En atteste ce contrat qu’il signe avec le compagnon de sa mère, Pierre Marlet.
Le contrat stipule que les, mardis, mercredis et jeudis seront réservés à la peinture. Le reste du temps, il travaillera dans les établissements de nuit dont sa mère et son compagnon sont propriétaires4.

Le 8 juin 1960 à Neuilly-sur-Seine, il épouse Rinalda Corradini. Petite fille d’émigré napolitain, elle exerçait ses talents de danseuse dans un cabaret de Montmartre à la « Grange au Bouc » rue du Chevalier de la Barre, chez Serge et Sonia. C’est là, à l’occasion d’une de ses virées nocturnes, qu’il l’a rencontrée. Paul Verbois aura deux enfants de cette union : Renaud et Marie-Véronique. Le couple se séparera neuf ans plus tard.
Trop absorbé par son art et son travail de nuit, il déléguera l’éducation de son fils à sa mère, Suzanne Verbois et celle de sa fille à son ex-femme, Rinalda Corradini.

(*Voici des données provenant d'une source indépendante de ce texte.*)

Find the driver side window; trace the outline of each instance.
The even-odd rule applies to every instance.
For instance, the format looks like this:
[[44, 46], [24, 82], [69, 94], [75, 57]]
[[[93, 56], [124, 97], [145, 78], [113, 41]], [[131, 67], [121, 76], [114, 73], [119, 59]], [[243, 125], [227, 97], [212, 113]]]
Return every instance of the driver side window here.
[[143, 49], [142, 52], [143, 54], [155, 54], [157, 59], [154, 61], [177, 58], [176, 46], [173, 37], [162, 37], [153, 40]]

dans l’atelier du sculpteur Michel Elia
en 1960
Pendant quarante ans, Paul Verbois va chercher à maintenir un équilibre entre sa vie de peintre et son activité professionnelle de Directeur du « Club de Paris » avenue Matignon, proche du rond-point des Champs-Élysées.
Des années soixante aux années quatre-vingt il réussit à exposer régulièrement au rythme d’une ou plusieurs expositions par an. Au début des années quatre-vingt-dix, il quitte le « Club de Paris » pour prendre sa retraite et s’installe définitivement en Vendée. Il est enfin peintre à plein temps. Des galeristes lui proposent des contrats : il doit fournir entre vingt-cinq ou trente toiles par mois. Paul se sent trop fatigué pour honorer une telle cadence. Il fait le choix de continuer à peindre à sa main, il va peindre « en traître » comme il le dit lui-même. Par conséquent, il ne sera plus officiellement coté sur les marchés.
L’âge aidant, les expositions se raréfient.
Le 15 septembre 2017, son cœur s’arrête de battre, il avait quatre-vingt-huit ans.
Son œuvre est estimée à quatre mille tableaux disséminés de par le monde, des Amériques, au Japon en passant par le Moyen-Orient.
Dans les années soixante, Paul VERBOIS était considéré comme l’un des maîtres du « tachisme ».
Prix et distinctions
1952 : Prix d’Alger, Médaille d’or
1954 : Grand prix de Deauville, Médaille d’or
1968 : Médaille de bronze de la société d’Encouragement au progrès
Décoration SNCF
1976 : Médaille de bronze Arts, Sciences et lettres.

Commandes officielles
1964 : Fresque de treize mètres de long pour le Palais des Congrès de Saint-Jean-de-Monts ;
« Le marché de Challans », toile acquise par le Musée d’art moderne de New-York, Etats-Unis ;
« Port de l’Epoids », toile acquise par le Musée de Caracas, Venezuela.
Diffusion télévision
Cinq passages dans l’émission d’Adam Saulnier le « Magazine des Arts » entre 1961 et 1969
Bibliographie
VENDEE du Nord-Ouest Hier et aujourd’hui, bulletin 2012
Publication de la Société d’Histoire et d’Etudes du Nord-Ouest Vendée
Cahier de l’Histoire du pays Maraîchin, n°5, mai 2019
Publication d’Histoire-Arexcpo, section d’Arexcpo en Vendée, disponible dans la boutique Mémoires entrelacées
- Suzanne, Germaine Verbois née à Paris 3ème le 29 janvier 1009, décédée le 30 juin 1992, décoratrice et femme d’affaires, secrétaire des Frères Martel pendant quinze ans.
- Extrait du film documentaire : « Tableaux de famille »
- Marie, Jeanne Legroux, née à Marchiennes le 4 mars 1876, décédée en novembre 1956, mandataire en poissonnerie aux halles de Paris.
- Sous la dénomination « Société d’exploitation CHAMPS – ELYSEES, VERBOIS & Cie » Suzanne Verbois gérera à partir de 1945 le Cabaret-Bar-Restaurant du 15 avenue Montaigne à Paris, « le Club des Champs Élysées ». Puis en 1954, elle fondera avec son associé M. DIGUET le « Whisky à Gogo ». Plus tard, en collaboration avec Pierre Marlet son compagnon, ils créeront « le club de Paris », avenue Matignon.